Hypochondrie hat ganz viel mit der Sehnsucht nach Sicherheit zu tun. Was genau meine ich damit?
Jemand der unter Hypochondrie leidet, hat eine meist unbegründete Angst davor, körperlich ernsthaft krank zu sein. Ein Großteil seines Lebens beschäftigt sich der Hypochonder mit möglichen Krankheiten. Jedes Stechen, Kribbeln, jede noch so kleine körperliche Veränderung nimmt er wahr und interpretiert diese als gefährlich.
So war es auch jahrelang bei mir. Dabei war es bei weitem nicht immer der Fall, dass ich eine gefährliche Erkrankung für den wahrscheinlichsten Fall hielt. So hatte ich beispielsweise sehr häufig Stiche in der Brust, Manchmal waren es richtiggehend Schmerzen. Ich war mir im Grunde ziemlich sicher, dass diese Symptome von Verspannungen herrührten. Schließlich war ich ständig verspannt, eine Folge meiner Panikattacken, der generalisierten Angststörung und der Hypochondrie.
Der kleine Mann im Ohr
Allerdings blieben Zweifel. Immer wieder meldete sich der kleine Mann im Ohr: “Na, ob da nicht doch eine Herz-Kreislauf-Erkrankung hinter steckt?” Allein die Möglichkeit, dass doch etwas Ernstes dahinter steckte, machte mich wahnsinnig. Ich wollte nichts versäumen. “Was, wenn diesmal tatsächlich eine ernsthafte Erkrankung die Ursache war? Besser einmal zuviel zum Arzt, als einmal zu wenig!”

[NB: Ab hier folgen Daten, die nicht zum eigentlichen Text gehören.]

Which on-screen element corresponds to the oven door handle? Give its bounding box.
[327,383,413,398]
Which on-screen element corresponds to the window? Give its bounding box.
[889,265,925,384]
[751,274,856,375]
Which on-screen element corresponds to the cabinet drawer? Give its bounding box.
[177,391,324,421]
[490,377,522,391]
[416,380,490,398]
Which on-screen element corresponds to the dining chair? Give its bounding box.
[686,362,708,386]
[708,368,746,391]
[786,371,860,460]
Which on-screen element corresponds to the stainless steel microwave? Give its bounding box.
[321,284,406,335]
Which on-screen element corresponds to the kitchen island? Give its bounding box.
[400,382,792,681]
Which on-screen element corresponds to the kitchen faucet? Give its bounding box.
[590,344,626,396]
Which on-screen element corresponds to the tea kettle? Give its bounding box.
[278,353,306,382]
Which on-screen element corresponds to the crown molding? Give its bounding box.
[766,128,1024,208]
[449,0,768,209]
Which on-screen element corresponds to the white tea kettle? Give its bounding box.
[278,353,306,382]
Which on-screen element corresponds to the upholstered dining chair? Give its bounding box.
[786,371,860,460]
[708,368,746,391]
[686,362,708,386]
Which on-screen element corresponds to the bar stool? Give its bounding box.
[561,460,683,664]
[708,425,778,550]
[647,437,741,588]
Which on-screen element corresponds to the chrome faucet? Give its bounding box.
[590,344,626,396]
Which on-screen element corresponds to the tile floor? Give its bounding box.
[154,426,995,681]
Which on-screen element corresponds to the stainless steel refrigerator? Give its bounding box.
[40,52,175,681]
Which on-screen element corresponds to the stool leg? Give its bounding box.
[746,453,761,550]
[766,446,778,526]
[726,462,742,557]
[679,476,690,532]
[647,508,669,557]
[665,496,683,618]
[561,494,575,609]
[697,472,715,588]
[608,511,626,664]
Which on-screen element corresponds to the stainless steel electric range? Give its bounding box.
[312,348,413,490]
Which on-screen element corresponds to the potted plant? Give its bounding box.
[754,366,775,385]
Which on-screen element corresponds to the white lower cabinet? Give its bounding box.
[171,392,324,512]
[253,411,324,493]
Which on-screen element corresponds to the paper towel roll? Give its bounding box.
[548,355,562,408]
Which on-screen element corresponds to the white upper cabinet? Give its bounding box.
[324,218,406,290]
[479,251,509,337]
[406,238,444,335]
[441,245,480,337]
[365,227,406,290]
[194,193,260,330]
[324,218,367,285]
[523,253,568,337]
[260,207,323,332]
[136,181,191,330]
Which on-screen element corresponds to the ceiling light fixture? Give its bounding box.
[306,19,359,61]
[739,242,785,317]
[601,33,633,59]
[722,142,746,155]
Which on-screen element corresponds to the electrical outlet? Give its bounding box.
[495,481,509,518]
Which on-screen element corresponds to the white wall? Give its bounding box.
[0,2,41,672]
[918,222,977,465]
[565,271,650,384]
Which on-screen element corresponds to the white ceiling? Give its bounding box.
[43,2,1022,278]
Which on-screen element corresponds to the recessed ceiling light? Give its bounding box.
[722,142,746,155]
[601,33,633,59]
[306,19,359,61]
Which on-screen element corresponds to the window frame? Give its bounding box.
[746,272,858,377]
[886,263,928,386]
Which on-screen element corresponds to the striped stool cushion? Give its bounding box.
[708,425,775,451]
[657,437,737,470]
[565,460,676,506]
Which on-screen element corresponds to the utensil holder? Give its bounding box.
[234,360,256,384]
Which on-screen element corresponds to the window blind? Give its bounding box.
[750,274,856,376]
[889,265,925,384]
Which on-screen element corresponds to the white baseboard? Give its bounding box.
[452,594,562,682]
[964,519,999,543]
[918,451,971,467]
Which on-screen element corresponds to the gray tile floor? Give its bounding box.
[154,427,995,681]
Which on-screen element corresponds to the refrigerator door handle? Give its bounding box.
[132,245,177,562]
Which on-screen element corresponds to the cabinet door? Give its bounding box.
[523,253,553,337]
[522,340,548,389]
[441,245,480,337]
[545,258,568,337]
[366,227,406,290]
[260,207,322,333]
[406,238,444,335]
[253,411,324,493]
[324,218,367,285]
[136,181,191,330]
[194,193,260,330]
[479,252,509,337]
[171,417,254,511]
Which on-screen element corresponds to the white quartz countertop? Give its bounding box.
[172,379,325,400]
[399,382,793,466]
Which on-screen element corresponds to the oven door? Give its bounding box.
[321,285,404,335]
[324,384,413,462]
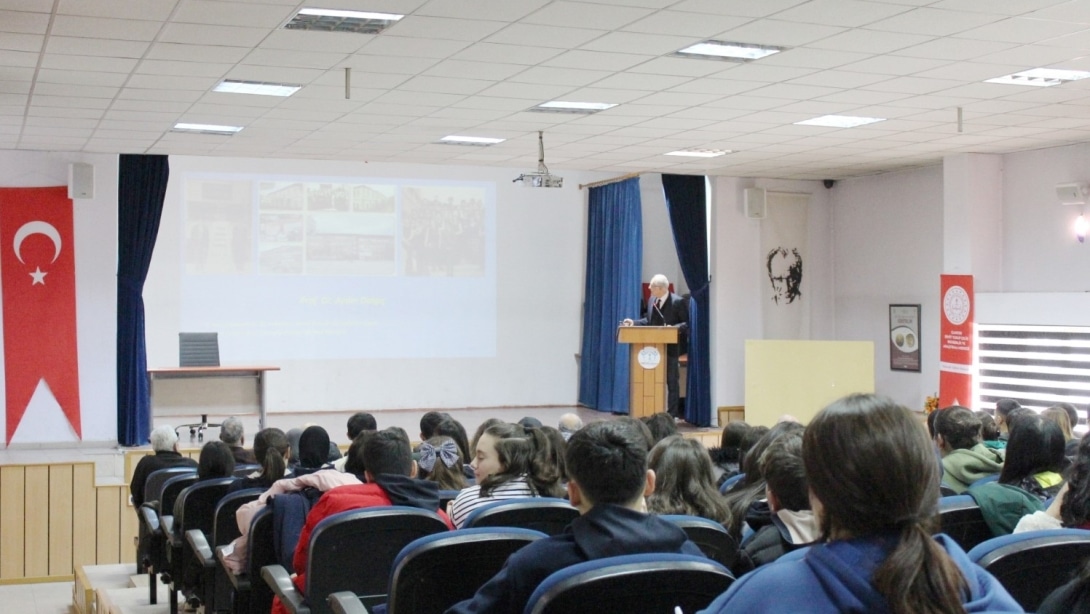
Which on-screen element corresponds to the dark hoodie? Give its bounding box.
[447,505,703,614]
[701,534,1022,614]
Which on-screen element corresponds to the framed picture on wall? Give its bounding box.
[889,304,920,373]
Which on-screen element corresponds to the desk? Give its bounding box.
[147,365,280,431]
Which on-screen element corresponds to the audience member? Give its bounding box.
[640,411,678,444]
[1000,412,1064,501]
[447,420,702,614]
[705,395,1021,614]
[292,425,332,475]
[707,420,751,487]
[334,411,378,475]
[273,426,450,614]
[228,428,291,492]
[731,431,821,577]
[447,423,562,528]
[647,435,730,525]
[416,435,465,491]
[129,424,197,507]
[219,416,257,465]
[935,406,1003,494]
[557,413,583,442]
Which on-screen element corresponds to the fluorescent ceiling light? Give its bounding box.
[530,100,617,113]
[674,40,785,62]
[439,134,507,145]
[213,79,303,96]
[663,149,731,158]
[984,69,1090,87]
[174,122,242,134]
[283,9,404,34]
[795,116,885,128]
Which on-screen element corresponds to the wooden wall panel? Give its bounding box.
[23,465,49,578]
[0,465,26,580]
[72,462,98,568]
[95,486,121,565]
[46,465,73,576]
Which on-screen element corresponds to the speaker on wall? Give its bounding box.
[746,188,767,219]
[69,162,95,198]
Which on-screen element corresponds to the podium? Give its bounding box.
[617,326,678,418]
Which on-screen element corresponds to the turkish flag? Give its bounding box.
[0,186,83,443]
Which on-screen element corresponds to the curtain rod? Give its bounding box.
[579,172,643,190]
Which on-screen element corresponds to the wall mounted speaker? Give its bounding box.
[746,188,768,219]
[69,162,95,198]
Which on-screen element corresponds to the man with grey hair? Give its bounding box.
[129,424,197,507]
[557,413,583,442]
[621,275,689,419]
[219,416,257,465]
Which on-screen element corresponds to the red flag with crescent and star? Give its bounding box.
[0,186,83,443]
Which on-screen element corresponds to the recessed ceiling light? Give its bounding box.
[663,149,731,158]
[283,9,404,34]
[984,69,1090,87]
[439,134,507,146]
[674,40,786,62]
[174,122,242,134]
[530,100,617,115]
[213,79,303,96]
[795,116,885,128]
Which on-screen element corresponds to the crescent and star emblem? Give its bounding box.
[13,220,61,286]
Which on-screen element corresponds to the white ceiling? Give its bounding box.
[0,0,1090,179]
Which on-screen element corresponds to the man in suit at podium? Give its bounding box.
[621,275,689,419]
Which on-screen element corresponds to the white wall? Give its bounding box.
[0,151,118,445]
[832,166,943,408]
[145,156,605,412]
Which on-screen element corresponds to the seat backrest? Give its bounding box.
[386,527,548,614]
[462,497,579,535]
[523,554,735,614]
[144,467,197,513]
[211,489,265,547]
[661,514,738,568]
[159,471,197,516]
[938,495,993,551]
[969,529,1090,612]
[305,506,448,614]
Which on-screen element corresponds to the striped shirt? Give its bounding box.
[450,478,536,529]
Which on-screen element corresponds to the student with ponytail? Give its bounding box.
[705,395,1022,614]
[448,423,564,528]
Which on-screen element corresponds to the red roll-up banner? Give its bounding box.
[0,186,82,443]
[938,275,974,407]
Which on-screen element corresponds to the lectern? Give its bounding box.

Also stand mal wieder ein Besuch bei meinem Arzt bevor. EKK, Blutdruckmessung und die ganze Prozedur. Dabei war es keineswegs der Fall, dass ich hoffte, der Arzt möge etwas finden. Ich wollte mich beruhigen lassen, mir die Garantie holen, dass ich gesund war.
Erhielt ich dann die Bestätigung durch den Arzt, war ich meist tatsächlich erst einmal beruhigt. Allerdings hielt dies nie lange an. Schließlich bestand immer die Möglichkeit, dass der Arzt etwas übersehen hat, zudem konnte es innerhalb einer Woche ja vollkommen anders aussehen.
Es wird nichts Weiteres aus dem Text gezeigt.